Nel corso del 1975, alcuni operatori casertani - aderendo anche a sollecitazioni che venivano da altri Gruppi operanti in Campania e che si riconoscevano nel progetto culturale di “operare estetico nel sociale” propugnato da Enrico Crispolti - diedero vita ad interventi, performances ed happenings in giro per la regione, utilizzando personali segni che sarebbero entrati poi nel linguaggio del Collettivo come identificativi degli autori.

La particolarità che distingueva il gruppo dei casertani era l’accentuato tasso politico dei gesti e delle opere, come bene avrebbe poi sottolineato lo stesso Crispolti in un articolo pubblicato sul quattordicinale di politica,   economia, cultura e attualità “La voce della Campania” domenica  10 aprile  1977

I temi ricorrenti nel lavoro del Collettivo Lineacontinua Terra di Lavoro mi sembrano poi proprio questi: critica dissacrante ai miti patrii (della “patria” capitalista alla quale si è estranei se non per caduta subalterna), ed esattamente il tema della speculazione fondiaria e della gestione economica di rapina, con il conseguente disastro ecologico, ecc. (Raffaele Bova, e la sua azione “CE(S2)O”, e il connesso tema della mistificante “difesa della lira”, momento di ulteriore sfruttamento subalterno (Bova e il suo ciclo sulla “lira, simbolo di “patrie” capitalistiche virtù); il tema della prevaricazione burocratica, atavico strumento di espropriazione e rapina nel mezzogiorno (opere e azioni di Livio Marino); il tema dei simboli del potere capitalistico (Aldo Ribattezzato sul motivo della realtà popolare subalterna di Caserta colonizzata dalla Reggia borbonica); e poi invece i temi non più soltanto di critica, non più soltanto derimenti, ma di sollecitazione ad un'autocoscienza culturale proletaria e soprattutto contadina (Giuseppe Ferraro e Pietro Gallo).
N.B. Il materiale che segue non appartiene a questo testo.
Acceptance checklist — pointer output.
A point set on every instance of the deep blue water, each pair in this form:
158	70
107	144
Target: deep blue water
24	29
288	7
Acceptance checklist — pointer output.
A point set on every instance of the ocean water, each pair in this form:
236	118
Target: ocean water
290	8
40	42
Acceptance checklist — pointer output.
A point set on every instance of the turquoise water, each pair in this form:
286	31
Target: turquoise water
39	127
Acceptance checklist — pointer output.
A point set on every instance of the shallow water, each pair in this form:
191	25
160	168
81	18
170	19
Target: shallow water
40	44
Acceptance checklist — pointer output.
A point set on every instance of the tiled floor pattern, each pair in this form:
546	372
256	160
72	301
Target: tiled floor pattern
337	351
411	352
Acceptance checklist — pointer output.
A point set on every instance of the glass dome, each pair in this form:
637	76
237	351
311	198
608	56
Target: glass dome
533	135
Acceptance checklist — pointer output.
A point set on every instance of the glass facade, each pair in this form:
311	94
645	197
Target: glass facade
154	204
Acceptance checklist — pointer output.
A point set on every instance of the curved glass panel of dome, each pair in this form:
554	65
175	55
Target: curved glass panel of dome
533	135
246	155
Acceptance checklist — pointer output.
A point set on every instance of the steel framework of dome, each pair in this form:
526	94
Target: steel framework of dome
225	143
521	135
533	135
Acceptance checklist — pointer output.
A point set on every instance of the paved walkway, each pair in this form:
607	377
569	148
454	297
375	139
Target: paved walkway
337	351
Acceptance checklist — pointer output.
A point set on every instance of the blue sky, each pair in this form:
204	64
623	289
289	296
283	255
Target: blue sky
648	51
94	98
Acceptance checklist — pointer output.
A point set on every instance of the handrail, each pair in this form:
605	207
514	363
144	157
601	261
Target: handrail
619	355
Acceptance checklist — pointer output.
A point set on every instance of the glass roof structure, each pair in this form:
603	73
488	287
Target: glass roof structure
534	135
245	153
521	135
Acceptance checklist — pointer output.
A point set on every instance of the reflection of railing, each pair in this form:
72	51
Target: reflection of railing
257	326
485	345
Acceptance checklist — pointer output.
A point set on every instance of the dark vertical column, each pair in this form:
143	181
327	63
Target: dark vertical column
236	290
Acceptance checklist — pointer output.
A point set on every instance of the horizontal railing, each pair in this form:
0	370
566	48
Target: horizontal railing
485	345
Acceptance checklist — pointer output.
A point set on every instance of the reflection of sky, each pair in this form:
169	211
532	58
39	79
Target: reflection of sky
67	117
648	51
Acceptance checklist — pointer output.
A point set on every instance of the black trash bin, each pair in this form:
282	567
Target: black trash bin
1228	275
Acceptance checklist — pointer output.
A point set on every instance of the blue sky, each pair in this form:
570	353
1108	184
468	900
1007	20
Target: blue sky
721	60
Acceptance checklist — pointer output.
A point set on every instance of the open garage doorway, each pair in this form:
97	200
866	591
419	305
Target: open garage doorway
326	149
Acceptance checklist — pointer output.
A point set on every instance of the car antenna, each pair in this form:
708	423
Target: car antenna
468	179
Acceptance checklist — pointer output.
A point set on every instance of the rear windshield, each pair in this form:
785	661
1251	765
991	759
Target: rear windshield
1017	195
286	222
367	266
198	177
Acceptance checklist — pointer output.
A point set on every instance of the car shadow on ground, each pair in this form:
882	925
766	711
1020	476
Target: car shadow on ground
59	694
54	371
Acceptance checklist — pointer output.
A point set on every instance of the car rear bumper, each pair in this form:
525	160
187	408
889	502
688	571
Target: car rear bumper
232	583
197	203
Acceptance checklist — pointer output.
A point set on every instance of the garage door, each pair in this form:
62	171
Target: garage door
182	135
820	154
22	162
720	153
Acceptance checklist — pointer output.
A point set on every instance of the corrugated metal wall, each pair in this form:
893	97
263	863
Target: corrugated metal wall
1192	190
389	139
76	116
Il Collettivo opera attraverso costruzioni di oggetti emblematici e “animazioni di piazza”, e queste si configurano attraverso la stessa costruzione di oggetti. Il momento dell’''animazione di piazza”  (realizzate a Castelmorrone, a Marcianise, a Mercato San Severino, a Gaeta, in realtà sia rurali, sia urbane) è ritenuto comunque fondamentale per una sollecitazione partecipativa.

Negli interventi operati a Castelmorrone - CE (localita Largisi), a Marcianise - CE (cortile zi’ Mea) e a Mercato Sanseverino - SA (frazione Priscoli) Peppe Ferraro e Giovanni Tariello ripresero la tematica cara - e più volte assunta nella opere - della crisi del mondo contadino; Livio Marino utilizzò i certificati a cui lavorava da tempo, Aldo Ribattezzato ricorse alla sagoma della finestra del palazzo reale di Caserta per segnare spazi di potere; Pierino Gallo, Mattia Anziano, Paolo Ventriglia e Alessandro del Gaudio svariarono fra i recuperi del mondo primigenio e i fantasmi di culture scomparse.

Successivamente, a Gaeta - LT, l’attenzione fu incentrata alla crisi della pesca con il coinvolgimento degli abitanti, prime vittime del particolare momento sociale.

In sostanza nasceva già chiaramente evidente l'impostazione che il Collettivo avrebbe poi fatta sua come cifra operativa, vale a dire un'analisi sociologica ed antropologica del territorio che si intendeva investire, un progetto che aveva elementi politici prima che estetici (non a caso, Crispolti nel testo citato indica i "compagni del Collettivo") per evidente riconoscimento di un'appartenenza che era non solo di partito (alcuni, peraltro, non erano neppure comunisti) ma anche e soprattutto di classe.